About This Series: AI Agents in Industrial Applications
This is the latest post in our series exploring how AI agents can bring real value to complex industries such as manufacturing, logistics, and field service, as observed by Miles Sims, AVP Manufacturing & Energy – Industrial AI & Data, LevelShift.
Did you know many industrial operations are moving toward fully autonomous, AI-driven systems that operate entirely on local infrastructure?
This shift addresses the need for resilience and speed, removing reliance on cloud connectivity. The challenge lies in enabling diverse software agents, vision models, SCADA interfaces, maintenance tools to seamlessly communicate and collaborate without cloud dependencies.
Google’s new Agent2Agent (A2A) protocol helps solve this. It enables software agents to communicate directly in on-prem, air-gapped, or edge environments.
What Is A2A?
A2A is a lightweight protocol based on JSON-RPC over HTTP. It enables software agents to discover one another, expose capabilities, and exchange context in real time.
It supports four core functions:
- ask – request a specific output
- tell – send information to another agent
- stream – subscribe to updates
- cancel – stop a running request
Each agent provides a manifest, defining its inputs, outputs, and security controls. This makes interaction seamless and secure, even in decentralized environments.
How Does A2A Work in Industrial Settings?
Imagine a factory floor with SCADA systems monitoring equipment and edge devices processing thermal images.
With A2A:
- A SCADA Agent streams telemetry from sensors
- An Edge Vision Agent queries that data using ask to validate a potential anomaly
- A Maintenance Agent listens to both, then uses tell to send alerts to technician dashboards
All of this happens locally. No cloud APIs or external brokers required.
What Is the Role of MCP?
Model Context Protocol (MCP) complements A2A. While A2A handles agent-to-agent interaction, MCP connects agents to tools like Slack, Excel, or local HMIs.
For example:
- An agent pulls historical pump failure records from a local database using MCP
- Then uses A2A to alert the Maintenance Agent if it finds a match
Think of MCP as tool integration, and A2A as coordination between intelligent components.
How Can A2A Be Deployed?
A2A is flexible and modular.
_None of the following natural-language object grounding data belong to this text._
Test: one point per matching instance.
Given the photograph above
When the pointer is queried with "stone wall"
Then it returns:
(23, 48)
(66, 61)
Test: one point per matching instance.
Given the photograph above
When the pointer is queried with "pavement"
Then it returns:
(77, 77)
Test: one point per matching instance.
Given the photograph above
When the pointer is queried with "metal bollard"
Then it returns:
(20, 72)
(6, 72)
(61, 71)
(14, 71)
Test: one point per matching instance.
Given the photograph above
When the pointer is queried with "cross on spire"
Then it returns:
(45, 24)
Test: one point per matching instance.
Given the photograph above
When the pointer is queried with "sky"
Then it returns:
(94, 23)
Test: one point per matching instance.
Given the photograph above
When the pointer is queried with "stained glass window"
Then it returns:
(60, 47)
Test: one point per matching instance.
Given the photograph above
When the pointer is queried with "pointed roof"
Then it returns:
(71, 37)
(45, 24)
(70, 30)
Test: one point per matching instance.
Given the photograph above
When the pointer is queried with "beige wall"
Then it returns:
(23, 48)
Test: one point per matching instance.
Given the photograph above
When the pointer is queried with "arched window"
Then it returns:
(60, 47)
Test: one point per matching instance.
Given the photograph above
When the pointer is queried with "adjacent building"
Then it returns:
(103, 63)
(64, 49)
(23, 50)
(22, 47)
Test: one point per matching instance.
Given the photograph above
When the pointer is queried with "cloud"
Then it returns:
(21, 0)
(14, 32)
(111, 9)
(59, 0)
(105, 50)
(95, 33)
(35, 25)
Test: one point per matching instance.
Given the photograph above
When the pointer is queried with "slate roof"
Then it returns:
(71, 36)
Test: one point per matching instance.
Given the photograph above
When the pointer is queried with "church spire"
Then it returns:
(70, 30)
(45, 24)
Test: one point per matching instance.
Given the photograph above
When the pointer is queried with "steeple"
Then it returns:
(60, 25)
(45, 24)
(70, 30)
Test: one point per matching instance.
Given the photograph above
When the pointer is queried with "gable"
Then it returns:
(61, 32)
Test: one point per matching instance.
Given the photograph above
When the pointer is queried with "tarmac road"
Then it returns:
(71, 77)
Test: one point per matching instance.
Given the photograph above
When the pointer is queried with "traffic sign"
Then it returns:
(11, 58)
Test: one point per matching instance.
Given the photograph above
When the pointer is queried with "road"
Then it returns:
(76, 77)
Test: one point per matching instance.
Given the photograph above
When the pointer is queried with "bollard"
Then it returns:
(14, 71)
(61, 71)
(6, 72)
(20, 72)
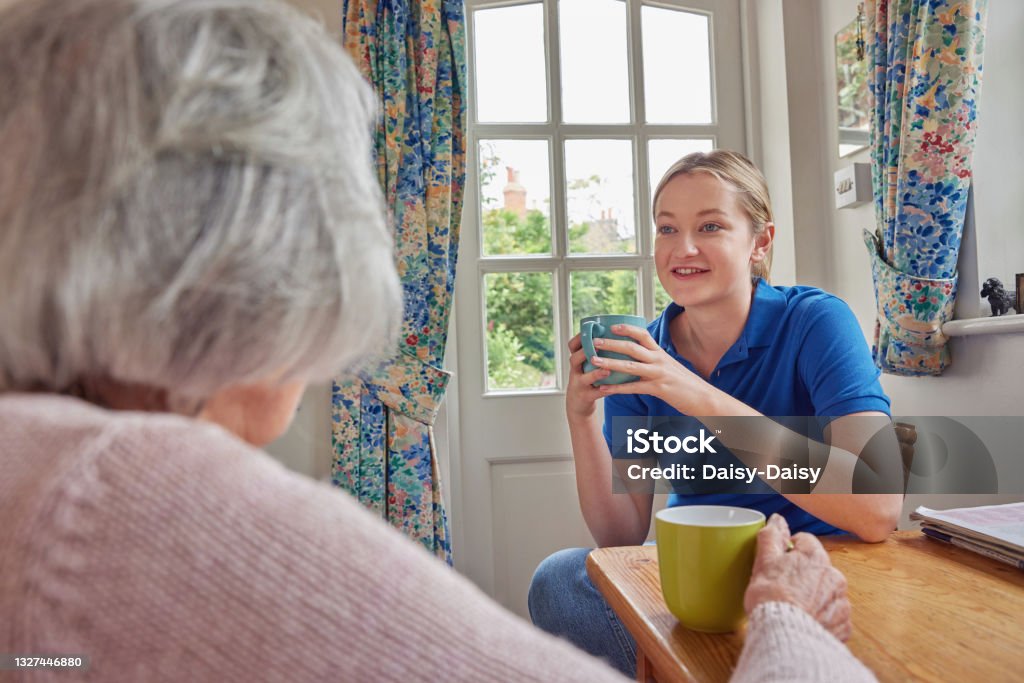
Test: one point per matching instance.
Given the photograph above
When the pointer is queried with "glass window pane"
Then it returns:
(520, 330)
(595, 79)
(664, 153)
(511, 86)
(598, 292)
(674, 93)
(599, 197)
(515, 197)
(662, 298)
A typical on-prem setup might include:
- A Gateway Agent converting OPC-UA tags to A2A output
- An Edge Inference Agent exposing vision insights from a Jetson device
- A Local Registry to index and serve agent manifests
- A Secure HTTP Bus for mutual TLS communication
- Optional Bridges (like Slack connectors) using MCP for alerting
This architecture can run fully air-gapped, supporting industrial-grade security.
How Is Security Handled?
Security is built in:
- Agents authenticate using x.509 certificates or signed JWT tokens
- Access is controlled via role-based rules in each manifest
- Local directories manage agent registration in air-gapped setups
This design keeps sensitive operations local, minimizing risk.
What Are the Key Use Cases?
Some of the most promising industrial applications include:
- Predictive Maintenance – Agents detect faults and trigger MRO workflows
- Quality Feedback Loops – Vision agents alert MES systems when tolerances are off
- Energy Optimization – HVAC, lighting, and compressors coordinate to reduce load
- Autonomous Dispatching – Schedulers assign tasks to AGVs based on real-time data
- Simulation and Planning – Multi-agent models simulate production in digital twins
Is A2A Being Used in the Real World?
Early demos by Google focused on chatbot coordination. But adoption is expanding:
- Teams like Cursor use MCP to feed Slack conversations into agents
- Open standards groups such as CESMII, Eclipse BaSyx, and OpenOPC are exploring A2A as a coordination layer between industrial AI systems
These early steps suggest A2A is well-suited for on-prem innovation.
Final Thoughts
Protocols like OPC UA and MQTT solve the data transport problem. A2A adds a semantic layer for decision-making and collaboration.
Combined with MCP, it forms a flexible architecture for intelligent, tool-aware, and secure industrial automation.
For teams building autonomous, cloud-free environments, A2A provides a foundation for interoperable and evolving systems.
FAQ
Is A2A open source or proprietary?
A2A is an open protocol, initially released by Google, and can be implemented freely by industrial teams.
Can A2A run without an internet connection?
Yes. It is designed for air-gapped or edge-only environments and requires no cloud access.
What kind of agents can use A2A?
Any software agent with HTTP support can participate—vision models, SCADA connectors, analytics engines, and more.